SUKACITA MURNI dan ABADI

Karakteristik Natal adalah momentun perayaan, suasana meriah dan ekspresi sukacita seolah jauh dari kesedihan dengan berbagai persoalan.  Ornamen natal dihadirkan didalam gereja tampil gemerlap bahkan memukau seolah sudah men-sugesti kita telah merayakan natal ditempat yg benar. wooooow lalu suasana natal berkumandang menyirnakan sejuta rasa duka dan beban persolan yang harus dipikul,.... itulah sukacita natal.

Benarkah perayaan Natal yang penuh dengan sukacita merupakan peristiwa faktual yang menyenangkan pada natal yg pertama?

Atas perintah kaisar Agustus, Maria dan Yusuf harus pergi sementara waktu dari kota Nazaret ke Betlehem untuk melaksanakan pendaftaran sensus penduduk. 

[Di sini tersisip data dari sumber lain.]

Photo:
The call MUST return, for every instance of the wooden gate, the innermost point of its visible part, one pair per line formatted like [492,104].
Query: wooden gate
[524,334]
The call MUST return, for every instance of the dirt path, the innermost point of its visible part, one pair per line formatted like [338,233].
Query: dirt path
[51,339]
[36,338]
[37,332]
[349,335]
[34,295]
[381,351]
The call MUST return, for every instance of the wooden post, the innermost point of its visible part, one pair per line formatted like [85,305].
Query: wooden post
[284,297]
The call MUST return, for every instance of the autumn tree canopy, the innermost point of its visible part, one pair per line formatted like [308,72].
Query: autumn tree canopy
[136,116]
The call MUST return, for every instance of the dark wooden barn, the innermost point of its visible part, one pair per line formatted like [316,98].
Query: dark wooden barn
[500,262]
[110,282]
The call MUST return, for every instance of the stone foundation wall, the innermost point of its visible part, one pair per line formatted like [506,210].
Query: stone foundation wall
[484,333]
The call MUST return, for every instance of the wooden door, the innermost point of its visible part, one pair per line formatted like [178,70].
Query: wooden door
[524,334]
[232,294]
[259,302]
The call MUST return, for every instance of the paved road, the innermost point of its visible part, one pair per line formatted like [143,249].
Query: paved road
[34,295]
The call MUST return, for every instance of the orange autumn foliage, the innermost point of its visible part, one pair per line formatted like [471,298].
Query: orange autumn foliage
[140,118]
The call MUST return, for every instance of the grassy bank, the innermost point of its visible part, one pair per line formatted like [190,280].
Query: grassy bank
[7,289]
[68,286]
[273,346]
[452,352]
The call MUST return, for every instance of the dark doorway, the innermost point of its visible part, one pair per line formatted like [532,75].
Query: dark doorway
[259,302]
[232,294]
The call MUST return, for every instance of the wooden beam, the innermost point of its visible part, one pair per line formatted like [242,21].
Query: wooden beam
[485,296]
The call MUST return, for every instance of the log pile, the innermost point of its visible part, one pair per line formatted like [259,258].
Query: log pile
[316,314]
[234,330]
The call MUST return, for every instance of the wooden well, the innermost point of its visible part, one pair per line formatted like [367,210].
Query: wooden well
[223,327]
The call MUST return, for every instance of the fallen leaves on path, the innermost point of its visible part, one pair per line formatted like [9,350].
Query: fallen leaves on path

Jarak tempuh dari Nazaret ke Betlehem sekitar 150-170 km, tanpa menggunakan alat transportasi modern pastilah perjalanan Yusuf dan Maria bukanlah suatu perjalanan yang menyenangkan.
Selain perjalanan tersebut sangat jauh dengan cara berjalan kaki atau naik keledai, Maria dalam sedang hamil tua. Kesulitan dan penderitaan dalam perjalanan   dari Nazaret ke Betlehem yang dialami oleh Maria terjadi sebagai konsekuensi respon Maria yang bersedia untuk mengandung dari Roh Kudus (Luk. 1:38). Seandainya Maria menolak panggilan dari malaikat Gabriel untuk mengandung dari Roh Kudus, Maria tidak akan mengalami penderitaan yang seberat ini. Mungkin dia tetap akan berangkat ke Betlehem tetapi bukan dalam keadaan hamil. Seandainya dia menolak perkataan malaikat Gabriel, Maria juga tidak perlu menanggung risiko berupa sanksi sosial dan keagamaan  dengan kehamilannya yang di luar kewajaran

Sukacita diukur dari perubahan keadaan

Makna sukacita sering dipahami sebagai perjalanan yg melewati zona nyaman tanpa penghalang, berjalan bertabur mawar disepanjang jalan.  Konklusi yg kita buat sudah merumuskan bahwa sukacita adalah ritme kehidupan ini selalu berjalan serba datar, menjauh dari tantangan, dan mulus tanpa masalah.  Sesungguhnya banyak alasan bagi Maria dan Yusuf menolak panggilan Allah demi rasa aman mereka, maka karya keselamatan Allah dalam inkarnasi Kristus juga tidak akan terwujud. Dunia dan umat  manusia tidak akan pernah mengalami kehadiran Allah dalam sejarah kehidupan mereka. Umat manusia sepanjang zaman tidak akan dapat mengalami sukacita sorgawi dengan datangnya sang Raja Kehidupan. Justru melalui kesulitan dan penderitaan yang dialami oleh Maria dan Yusuf maka terbukalah wilayah yang luas tanpa batas anugerah keselamatan dari Allah bagi umat manusia.  Sehingga melalui kerelaan dan sikap iman yang diperlihatkan oleh Maria telah mewujudkan perkataan nabi Yesaya: “Sebab inilah yang telah diperdengarkan TUHAN sampai ke ujung bumi! Katakanlah kepada puteri Sion: Sesungguhnya, keselamatanmu datang”  (Yes. 62:11). Sukacita Natal dapat kita  alami secara penuh karena keselamatan dari Allah telah datang!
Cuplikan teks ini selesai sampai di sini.